Top /r/MachineLearning Posts, Feb 8-14: Automating Tinder, Statistics and Machine Learning

Automating Tinder with Eigenfaces, statistics lessons in big data analysis, an upcoming AMA, the basics of PCA, and neural network programming in Python are all topics covered in the last week on Reddit.

By Grant Marshall.

Tinderbox message tree This week on /r/MachineLearning there are some interesting posts ranging from applications to dating apps, an AMA announcement, and tutorials on practical ML.

1. Automating Tinder with Eigenfaces +192

This post explores using Eigenfaces in the context of Tinder, the dating app. (also published on KDnuggets: Tinderbox: Automating Romance with Tinder and Eigenfaces)
In it, the author creates a system that automatically interacts with the Tinder app using k-nearest neighbors on an Eigenface of the user’s preferred match to decide who to match with. All of the code is open source, so feel free to peruse it here.

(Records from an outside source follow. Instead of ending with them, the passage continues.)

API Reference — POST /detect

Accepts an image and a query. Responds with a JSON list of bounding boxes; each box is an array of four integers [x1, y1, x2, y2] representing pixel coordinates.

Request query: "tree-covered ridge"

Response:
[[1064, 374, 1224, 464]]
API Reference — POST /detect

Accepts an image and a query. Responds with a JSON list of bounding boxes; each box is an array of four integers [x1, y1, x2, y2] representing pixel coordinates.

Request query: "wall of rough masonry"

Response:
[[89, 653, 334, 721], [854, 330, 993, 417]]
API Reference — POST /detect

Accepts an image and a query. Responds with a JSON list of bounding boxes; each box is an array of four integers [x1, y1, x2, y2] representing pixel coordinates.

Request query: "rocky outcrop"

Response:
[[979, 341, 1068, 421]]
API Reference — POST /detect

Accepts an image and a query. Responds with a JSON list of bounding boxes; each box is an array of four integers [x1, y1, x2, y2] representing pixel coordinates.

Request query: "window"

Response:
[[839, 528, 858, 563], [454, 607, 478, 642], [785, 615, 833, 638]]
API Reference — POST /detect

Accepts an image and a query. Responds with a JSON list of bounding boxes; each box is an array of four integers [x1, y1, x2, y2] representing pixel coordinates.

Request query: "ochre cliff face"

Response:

2. 10 things statistics taught us about big data analysis (or machine learning) +82

This post actually links back to KDnuggets. This post details how lessons from statistics apply well to big data analysis, and if you missed it when it was posted last week, be sure to give it a read.

3. Juergen Schmidhuber will be doing an AMA in /r/MachineLearning on March 4 10AM EST +82

This is an announcement for the upcoming AMA (ask me anything) with Juergen Schmidhuber. He is the director of the Swiss AI Lab IDSIA and a professor of AI at the University of Lugano. If you have any questions for him, visit on March 4th and get a chance to engage with him!

4. Principal Component Analysis explained visually +65

This article goes through and explain PCA primarily through visual aids. If you find that this helps you learn, I’d recommend the article as a good introduction to the topic.

5. A very gentle tutorial on a very basic neural network in python. +64

This tutorial introduces the topic of neural networks using numpy in Python. This can teach you the very basics of neural networks and connect those basics to some code. If you like to learn theoretical topics alongside the code, this is a good start.